The government also entered into evidence that the defendant intended to benefit the People’s Republic of China (PRC) by developing the technology, and that after the technology was stolen, the defendant attempted to sell syntactic foam based on the stolen proprietary information to the China National Offshore Oil Corporation (CNOOC) and the People’s Liberation Army (PLA) of the PRC. The defendant was arrested along with five other individuals in the United States after he and CBMI attempted to market related-technology in the District of Columbia. An additional Chinese national living in China, Hui Huang, was also charged. Shi, defendant Gang Liu, CBMI, and CBMF were subsequently charged in a superseding indictment with Conspiracy to Commit Economic Espionage, in violation of 18 U.S.C. § 1831. Shi and CBMI and CBMF were additionally charged in the superseding indictment with Conspiracy to Commit Money Laundering, in violation of 18 U.S.C. § 1956(h). The jury found the defendant guilty of Conspiracy to Steal Trade Secrets, and acquitted on the remaining counts. The trial was solely of defendant Shi.

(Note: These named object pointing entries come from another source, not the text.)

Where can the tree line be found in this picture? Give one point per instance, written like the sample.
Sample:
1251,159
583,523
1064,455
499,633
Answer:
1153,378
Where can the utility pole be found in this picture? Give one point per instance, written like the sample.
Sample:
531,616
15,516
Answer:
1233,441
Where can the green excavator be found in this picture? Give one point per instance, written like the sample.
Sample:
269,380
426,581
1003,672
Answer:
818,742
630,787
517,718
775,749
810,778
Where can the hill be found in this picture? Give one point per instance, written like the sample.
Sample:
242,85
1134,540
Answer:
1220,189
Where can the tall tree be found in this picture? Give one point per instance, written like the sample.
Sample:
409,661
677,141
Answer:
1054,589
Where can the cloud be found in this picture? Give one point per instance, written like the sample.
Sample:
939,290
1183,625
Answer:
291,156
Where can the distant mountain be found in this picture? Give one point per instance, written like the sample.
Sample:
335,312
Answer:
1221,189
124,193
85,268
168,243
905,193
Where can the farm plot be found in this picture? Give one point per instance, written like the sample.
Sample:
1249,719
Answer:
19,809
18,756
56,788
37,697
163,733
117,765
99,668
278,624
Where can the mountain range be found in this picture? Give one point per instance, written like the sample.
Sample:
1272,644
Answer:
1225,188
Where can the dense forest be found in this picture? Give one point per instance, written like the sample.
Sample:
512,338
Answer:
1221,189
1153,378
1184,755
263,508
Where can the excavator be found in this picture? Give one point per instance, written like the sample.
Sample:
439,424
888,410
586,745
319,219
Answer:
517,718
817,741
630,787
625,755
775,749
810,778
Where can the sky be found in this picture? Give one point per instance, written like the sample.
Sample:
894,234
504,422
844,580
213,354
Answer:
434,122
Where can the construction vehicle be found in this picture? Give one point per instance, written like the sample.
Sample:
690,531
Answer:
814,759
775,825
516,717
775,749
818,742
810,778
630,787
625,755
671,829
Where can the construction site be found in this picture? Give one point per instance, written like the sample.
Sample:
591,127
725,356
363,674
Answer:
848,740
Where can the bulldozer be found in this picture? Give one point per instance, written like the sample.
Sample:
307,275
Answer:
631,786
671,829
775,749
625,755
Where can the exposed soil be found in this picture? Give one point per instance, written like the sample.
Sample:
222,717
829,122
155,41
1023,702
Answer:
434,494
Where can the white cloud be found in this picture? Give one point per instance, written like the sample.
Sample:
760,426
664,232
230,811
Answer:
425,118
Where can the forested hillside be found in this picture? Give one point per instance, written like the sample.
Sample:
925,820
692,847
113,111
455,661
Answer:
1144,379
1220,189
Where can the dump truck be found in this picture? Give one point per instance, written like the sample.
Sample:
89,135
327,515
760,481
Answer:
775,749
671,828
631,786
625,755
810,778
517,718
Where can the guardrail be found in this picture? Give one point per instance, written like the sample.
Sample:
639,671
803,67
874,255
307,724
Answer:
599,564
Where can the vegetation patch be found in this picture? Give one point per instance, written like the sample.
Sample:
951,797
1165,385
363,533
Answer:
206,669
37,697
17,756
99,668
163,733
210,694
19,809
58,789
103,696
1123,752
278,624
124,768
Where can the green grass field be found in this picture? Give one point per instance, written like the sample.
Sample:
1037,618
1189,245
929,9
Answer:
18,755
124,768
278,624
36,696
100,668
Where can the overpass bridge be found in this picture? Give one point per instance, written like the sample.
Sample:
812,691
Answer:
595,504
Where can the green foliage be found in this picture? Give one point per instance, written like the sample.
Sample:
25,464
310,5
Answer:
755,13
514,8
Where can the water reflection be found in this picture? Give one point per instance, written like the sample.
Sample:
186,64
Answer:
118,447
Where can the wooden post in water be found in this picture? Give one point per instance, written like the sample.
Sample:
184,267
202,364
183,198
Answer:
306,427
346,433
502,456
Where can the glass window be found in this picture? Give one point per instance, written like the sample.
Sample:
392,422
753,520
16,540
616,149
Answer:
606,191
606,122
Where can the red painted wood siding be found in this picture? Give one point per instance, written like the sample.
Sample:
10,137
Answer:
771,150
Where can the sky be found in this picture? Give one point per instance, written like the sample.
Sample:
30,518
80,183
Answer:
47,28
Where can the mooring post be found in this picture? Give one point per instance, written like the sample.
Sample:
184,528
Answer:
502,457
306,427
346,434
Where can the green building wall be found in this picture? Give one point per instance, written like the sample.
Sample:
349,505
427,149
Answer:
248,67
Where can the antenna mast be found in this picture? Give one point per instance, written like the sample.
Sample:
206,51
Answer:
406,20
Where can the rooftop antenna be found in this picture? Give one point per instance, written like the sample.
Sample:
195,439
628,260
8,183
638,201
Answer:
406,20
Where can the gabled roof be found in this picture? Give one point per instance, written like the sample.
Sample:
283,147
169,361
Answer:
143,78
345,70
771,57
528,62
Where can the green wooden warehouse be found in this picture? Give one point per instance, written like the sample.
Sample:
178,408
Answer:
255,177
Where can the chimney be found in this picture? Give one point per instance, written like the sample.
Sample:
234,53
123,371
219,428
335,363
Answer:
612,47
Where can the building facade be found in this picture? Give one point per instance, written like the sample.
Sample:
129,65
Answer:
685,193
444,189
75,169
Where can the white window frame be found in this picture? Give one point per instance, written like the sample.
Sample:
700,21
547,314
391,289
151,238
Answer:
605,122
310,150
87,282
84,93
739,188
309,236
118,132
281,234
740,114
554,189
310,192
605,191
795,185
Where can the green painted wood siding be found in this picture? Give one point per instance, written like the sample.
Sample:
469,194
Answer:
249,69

“Yesterday’s sentencing underscores our determination to prosecute those who would steal trade secrets from American businesses and further misuse them for their own research and development,” said U.S. Attorney Timothy J. Shea for the District of Columbia. “The Court made clear that the defendant knew or intended that the offense would benefit the People’s Republic of China. To those who would steal proprietary information from U.S. companies and provide it to a foreign government, our message is that you will be prosecuted to the fullest extent of the law.”
This case was investigated by the Houston Field Office of the Federal Bureau of Investigation, the Bureau of Industry and Security (BIS) Office of Export Enforcement of the U.S. Department of Commerce, and the Internal Revenue Service-Criminal Investigation (IRS-CI).
The case was prosecuted by Assistant U.S. Attorneys Jeff Pearlman, Luke Jones, Zia Faruqui, and former Special Assistant United States Attorney W. Joss Nichols of the District of Columbia; Senior Counsel Matthew R. Walczewski of the Computer Crime and Intellectual Property Section of the Criminal Division of the Department of Justice; and Trial Attorney David Recker of the National Security Division’s Counterintelligence and Export Control Section of the Department of Justice.